Kesia-siaan tiada dalam harmoni alam ciptaanNYA.
Lihatlah para serangga yang riang lalu lalang di dalamnya.
Ketikaku terjebak dalam dua pilihan yang manakah…
Menjadi apa dan siapakah…
Cermin menjadi jawab…
Syukuri dan berbuatlah meski sebesar dzarrah…
Hampa hanya mengungkung dalam rasa tanpa daya.
Setiap diri terbenam potensi tersembunyi.
Maka bangkit dan semangatlah menyongsong hari.
Biarkan senyum itu mengembang menghiasi duniamu.
Semangat!

26 thoughts on “SEGENGGAM MELATI

  1. Segenggam melati di pagi yang gerimis..Hm..pasti aromanya bak di surga ( eh emang pernah ke surga? Hehehe..). Aku juga demen banget bau melati Mbak Lia..walau cuma bertahan satu hari, semburat harumnya itu kalau di kamar..gimanaaaa gituuuu…:)

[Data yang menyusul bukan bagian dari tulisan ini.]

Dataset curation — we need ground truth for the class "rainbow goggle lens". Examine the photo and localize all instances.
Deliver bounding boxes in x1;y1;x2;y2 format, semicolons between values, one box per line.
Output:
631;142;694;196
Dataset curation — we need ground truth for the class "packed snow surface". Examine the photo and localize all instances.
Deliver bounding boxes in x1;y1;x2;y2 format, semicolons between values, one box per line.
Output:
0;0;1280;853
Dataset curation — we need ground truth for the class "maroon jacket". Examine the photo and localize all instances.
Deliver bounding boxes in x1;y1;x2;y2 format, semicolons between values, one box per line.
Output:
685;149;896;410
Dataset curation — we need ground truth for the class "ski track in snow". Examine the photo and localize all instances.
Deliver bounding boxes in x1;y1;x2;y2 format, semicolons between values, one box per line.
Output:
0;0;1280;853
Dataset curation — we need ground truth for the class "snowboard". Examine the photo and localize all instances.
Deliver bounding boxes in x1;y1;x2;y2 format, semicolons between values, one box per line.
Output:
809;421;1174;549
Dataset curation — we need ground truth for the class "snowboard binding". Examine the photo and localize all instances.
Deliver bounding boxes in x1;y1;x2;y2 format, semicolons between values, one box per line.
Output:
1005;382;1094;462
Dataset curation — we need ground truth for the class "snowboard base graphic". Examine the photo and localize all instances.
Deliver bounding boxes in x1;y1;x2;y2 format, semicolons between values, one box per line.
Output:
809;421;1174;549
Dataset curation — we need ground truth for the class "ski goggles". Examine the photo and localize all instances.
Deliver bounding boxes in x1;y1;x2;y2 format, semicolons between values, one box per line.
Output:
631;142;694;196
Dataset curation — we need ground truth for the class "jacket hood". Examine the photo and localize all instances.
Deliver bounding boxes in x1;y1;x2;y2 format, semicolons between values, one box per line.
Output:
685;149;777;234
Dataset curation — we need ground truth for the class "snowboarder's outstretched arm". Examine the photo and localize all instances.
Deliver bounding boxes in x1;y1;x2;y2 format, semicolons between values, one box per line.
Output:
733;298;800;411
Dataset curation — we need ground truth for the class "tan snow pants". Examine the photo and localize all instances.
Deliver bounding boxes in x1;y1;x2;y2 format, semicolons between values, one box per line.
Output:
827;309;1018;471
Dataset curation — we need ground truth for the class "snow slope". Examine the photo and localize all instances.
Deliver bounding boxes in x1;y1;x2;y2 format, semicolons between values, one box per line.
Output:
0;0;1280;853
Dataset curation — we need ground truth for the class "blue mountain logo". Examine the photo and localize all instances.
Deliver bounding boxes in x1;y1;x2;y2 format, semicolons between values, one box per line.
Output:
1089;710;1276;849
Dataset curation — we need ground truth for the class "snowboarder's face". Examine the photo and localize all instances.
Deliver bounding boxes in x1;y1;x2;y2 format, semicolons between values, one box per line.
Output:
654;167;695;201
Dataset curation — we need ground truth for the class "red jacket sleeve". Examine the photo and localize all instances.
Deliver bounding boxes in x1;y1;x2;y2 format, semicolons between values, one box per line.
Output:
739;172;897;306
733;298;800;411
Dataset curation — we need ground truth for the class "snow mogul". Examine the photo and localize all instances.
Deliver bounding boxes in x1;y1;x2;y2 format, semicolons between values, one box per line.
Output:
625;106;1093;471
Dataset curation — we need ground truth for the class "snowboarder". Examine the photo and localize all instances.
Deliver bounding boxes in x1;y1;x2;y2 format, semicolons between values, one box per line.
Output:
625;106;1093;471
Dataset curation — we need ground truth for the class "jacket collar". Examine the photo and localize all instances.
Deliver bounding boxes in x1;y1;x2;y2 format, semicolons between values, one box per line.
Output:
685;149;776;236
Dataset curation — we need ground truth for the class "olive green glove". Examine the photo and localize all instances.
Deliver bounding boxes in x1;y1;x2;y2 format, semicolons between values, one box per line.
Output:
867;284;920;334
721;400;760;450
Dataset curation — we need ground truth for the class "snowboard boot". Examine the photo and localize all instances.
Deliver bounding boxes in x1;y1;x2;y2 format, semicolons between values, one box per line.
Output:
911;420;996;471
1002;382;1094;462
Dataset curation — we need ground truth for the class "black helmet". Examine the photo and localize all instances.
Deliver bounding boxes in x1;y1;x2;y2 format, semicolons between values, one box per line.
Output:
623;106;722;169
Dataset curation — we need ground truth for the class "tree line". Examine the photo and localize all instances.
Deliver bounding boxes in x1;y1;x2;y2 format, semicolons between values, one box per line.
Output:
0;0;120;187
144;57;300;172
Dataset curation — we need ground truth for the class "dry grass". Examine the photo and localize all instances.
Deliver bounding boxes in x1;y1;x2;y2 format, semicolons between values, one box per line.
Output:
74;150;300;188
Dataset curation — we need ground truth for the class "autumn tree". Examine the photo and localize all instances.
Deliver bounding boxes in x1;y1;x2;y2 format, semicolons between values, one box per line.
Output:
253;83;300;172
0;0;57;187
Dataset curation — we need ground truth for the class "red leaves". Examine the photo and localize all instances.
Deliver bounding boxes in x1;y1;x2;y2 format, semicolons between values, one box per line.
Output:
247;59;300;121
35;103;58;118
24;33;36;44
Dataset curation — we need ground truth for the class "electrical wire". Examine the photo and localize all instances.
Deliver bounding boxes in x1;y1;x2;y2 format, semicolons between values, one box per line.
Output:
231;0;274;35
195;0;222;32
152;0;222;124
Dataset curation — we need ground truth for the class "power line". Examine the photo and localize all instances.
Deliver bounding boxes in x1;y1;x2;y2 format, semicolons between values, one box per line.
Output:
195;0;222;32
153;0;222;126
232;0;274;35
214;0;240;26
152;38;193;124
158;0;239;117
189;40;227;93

    • Iya nie Mbak Vi, saya penggemar berat bunga melati. Wanginya semriwing…😀
      Suka membuat saya lupa daratan, padahal kalau di laut ga bisa berenang. Xixi..

  2. dari jaman dulu sampai sekarang melati tetap putih tetap wangi walau hanya satu hari..

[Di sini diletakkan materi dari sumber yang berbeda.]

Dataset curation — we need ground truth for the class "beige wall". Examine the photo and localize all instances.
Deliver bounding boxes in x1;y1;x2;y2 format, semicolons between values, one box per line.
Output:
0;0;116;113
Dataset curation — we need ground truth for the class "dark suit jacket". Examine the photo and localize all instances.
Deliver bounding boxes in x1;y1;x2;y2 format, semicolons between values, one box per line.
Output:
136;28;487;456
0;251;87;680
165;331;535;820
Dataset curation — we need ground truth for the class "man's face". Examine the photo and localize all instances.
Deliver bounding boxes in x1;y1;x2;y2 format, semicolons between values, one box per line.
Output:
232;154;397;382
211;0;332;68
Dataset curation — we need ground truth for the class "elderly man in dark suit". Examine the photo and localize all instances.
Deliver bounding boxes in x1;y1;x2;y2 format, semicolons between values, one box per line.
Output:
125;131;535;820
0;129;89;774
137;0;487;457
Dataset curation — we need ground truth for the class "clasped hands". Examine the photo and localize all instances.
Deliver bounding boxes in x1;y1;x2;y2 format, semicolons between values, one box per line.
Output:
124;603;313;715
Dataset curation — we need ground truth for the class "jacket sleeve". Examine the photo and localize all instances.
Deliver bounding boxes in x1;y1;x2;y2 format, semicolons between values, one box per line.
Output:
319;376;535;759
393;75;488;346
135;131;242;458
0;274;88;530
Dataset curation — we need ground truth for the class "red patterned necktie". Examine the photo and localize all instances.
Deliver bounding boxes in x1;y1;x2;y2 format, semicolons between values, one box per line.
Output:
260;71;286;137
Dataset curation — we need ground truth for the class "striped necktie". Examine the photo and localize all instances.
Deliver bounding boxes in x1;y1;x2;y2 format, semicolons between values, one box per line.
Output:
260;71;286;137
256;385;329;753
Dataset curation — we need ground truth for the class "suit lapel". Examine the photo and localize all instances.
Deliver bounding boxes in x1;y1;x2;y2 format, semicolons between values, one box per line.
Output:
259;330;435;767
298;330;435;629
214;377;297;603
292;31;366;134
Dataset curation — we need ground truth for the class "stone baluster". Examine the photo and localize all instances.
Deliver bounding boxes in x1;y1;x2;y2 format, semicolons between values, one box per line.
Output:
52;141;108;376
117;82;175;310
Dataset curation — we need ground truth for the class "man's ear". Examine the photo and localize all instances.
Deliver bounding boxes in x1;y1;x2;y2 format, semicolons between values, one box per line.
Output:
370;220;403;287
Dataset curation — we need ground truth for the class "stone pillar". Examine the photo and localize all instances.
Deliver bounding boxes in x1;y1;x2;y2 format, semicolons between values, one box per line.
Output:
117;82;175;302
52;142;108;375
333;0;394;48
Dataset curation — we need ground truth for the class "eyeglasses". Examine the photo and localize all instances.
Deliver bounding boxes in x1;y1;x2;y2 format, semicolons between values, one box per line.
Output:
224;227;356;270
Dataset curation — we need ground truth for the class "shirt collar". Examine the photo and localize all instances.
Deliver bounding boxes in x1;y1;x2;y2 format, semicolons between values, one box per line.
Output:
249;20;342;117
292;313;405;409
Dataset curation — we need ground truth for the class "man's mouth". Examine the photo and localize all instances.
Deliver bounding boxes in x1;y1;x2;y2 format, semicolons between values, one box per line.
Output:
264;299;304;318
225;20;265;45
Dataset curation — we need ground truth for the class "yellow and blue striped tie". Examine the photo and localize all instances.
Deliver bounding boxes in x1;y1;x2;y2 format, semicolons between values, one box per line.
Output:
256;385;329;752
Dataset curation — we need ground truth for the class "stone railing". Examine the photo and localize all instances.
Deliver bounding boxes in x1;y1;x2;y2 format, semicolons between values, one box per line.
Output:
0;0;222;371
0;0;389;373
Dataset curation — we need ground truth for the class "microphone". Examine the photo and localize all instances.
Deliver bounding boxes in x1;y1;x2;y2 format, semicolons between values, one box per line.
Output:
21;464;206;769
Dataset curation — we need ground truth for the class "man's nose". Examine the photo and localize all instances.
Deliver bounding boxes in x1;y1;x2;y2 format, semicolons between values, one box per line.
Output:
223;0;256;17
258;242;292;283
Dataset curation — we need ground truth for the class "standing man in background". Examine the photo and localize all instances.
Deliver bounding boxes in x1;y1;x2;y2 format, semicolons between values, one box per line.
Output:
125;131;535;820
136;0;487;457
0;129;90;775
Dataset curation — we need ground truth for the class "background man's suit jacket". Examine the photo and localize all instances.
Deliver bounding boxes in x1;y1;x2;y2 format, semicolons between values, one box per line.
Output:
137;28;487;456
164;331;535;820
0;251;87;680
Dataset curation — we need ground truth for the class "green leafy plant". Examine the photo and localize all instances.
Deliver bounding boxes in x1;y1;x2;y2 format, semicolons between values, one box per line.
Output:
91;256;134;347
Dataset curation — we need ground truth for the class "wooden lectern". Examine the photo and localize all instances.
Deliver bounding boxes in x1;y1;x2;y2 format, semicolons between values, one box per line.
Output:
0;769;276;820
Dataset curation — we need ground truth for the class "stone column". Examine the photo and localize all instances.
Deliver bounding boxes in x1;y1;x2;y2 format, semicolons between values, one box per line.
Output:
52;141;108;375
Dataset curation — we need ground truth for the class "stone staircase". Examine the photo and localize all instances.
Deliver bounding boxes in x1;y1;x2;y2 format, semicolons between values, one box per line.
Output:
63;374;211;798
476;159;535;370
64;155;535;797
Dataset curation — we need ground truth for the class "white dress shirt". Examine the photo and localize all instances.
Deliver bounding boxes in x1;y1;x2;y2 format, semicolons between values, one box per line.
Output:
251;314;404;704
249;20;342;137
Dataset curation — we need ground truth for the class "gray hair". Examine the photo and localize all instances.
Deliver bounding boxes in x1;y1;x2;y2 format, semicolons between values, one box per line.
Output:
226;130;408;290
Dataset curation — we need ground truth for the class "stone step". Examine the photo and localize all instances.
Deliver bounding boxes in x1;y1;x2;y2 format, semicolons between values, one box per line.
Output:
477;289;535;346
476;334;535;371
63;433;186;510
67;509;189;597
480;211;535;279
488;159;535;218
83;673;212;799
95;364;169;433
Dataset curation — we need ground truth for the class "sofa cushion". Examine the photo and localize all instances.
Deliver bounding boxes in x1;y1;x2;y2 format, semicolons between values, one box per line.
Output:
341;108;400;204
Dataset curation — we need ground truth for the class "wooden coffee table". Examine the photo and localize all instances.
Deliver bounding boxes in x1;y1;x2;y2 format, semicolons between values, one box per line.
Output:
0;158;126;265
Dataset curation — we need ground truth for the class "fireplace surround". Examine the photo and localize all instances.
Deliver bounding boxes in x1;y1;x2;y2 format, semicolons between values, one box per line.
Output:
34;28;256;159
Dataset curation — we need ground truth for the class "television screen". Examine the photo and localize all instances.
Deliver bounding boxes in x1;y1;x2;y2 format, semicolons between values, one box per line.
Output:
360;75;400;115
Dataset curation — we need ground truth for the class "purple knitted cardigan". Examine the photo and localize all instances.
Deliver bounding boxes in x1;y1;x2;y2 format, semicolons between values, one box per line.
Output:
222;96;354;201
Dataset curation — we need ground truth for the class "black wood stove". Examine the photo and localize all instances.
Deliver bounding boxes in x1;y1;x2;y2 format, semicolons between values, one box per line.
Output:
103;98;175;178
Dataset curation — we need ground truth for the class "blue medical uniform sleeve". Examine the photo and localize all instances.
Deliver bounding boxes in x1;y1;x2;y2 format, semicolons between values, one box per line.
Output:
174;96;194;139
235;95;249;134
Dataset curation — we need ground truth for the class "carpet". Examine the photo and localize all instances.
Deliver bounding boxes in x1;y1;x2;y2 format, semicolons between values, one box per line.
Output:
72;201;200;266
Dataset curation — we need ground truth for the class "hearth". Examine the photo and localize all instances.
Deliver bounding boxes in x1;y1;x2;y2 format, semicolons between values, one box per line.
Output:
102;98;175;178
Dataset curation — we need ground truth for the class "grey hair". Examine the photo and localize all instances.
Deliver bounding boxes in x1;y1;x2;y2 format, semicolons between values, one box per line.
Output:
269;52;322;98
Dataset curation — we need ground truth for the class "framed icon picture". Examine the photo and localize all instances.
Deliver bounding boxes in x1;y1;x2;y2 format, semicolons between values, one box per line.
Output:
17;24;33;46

    pami teu lepat aya laguna kieu, aya hiji rupa kembang. raranggeuyan tapi leutik. rupana bodas kacida. matak lucu liwat saking….dst

    betul ga teh kalau salah tolong di ralat…

    • Sama-sama Mbak El…
      Saya tidak tau apakah melati dpt tumbuh dg baik di negara 4 musim…
      Mungkin harus ke tanah air dulu biar bisa melihatnya lg. Berbunga sepanjang tahun…🙂

      • kayaknya nggak ya, soalnya kalau iya pasti sudah ada di toko toko sini, krn banyak bunga atau tanaman seeprti di tanah air dijual dan dipelihara di sini, jadi tanaman ruangan sih, misalnya seperti pisang🙂 … org sini suka juga menaruh tanaman pisang di ruang tamu, terlihat eksotik, apalagi kalau sudah satu atau dua meter tinginnya, aduh .. suka sekali karena pasti mahal harganya😀 … padahal kalau di tanah air, nggak begitu ya, namanya juga lain ladang lain kinjengnya😀

        • Pohon pisang di dalam ruang? Wow, ide yg menarik.🙂
          Pasti adem yaa… Mungkin perawatannya harus ekstra krn biasa tumbuh di wilayah tropis sehingga menjadi mahal harganya…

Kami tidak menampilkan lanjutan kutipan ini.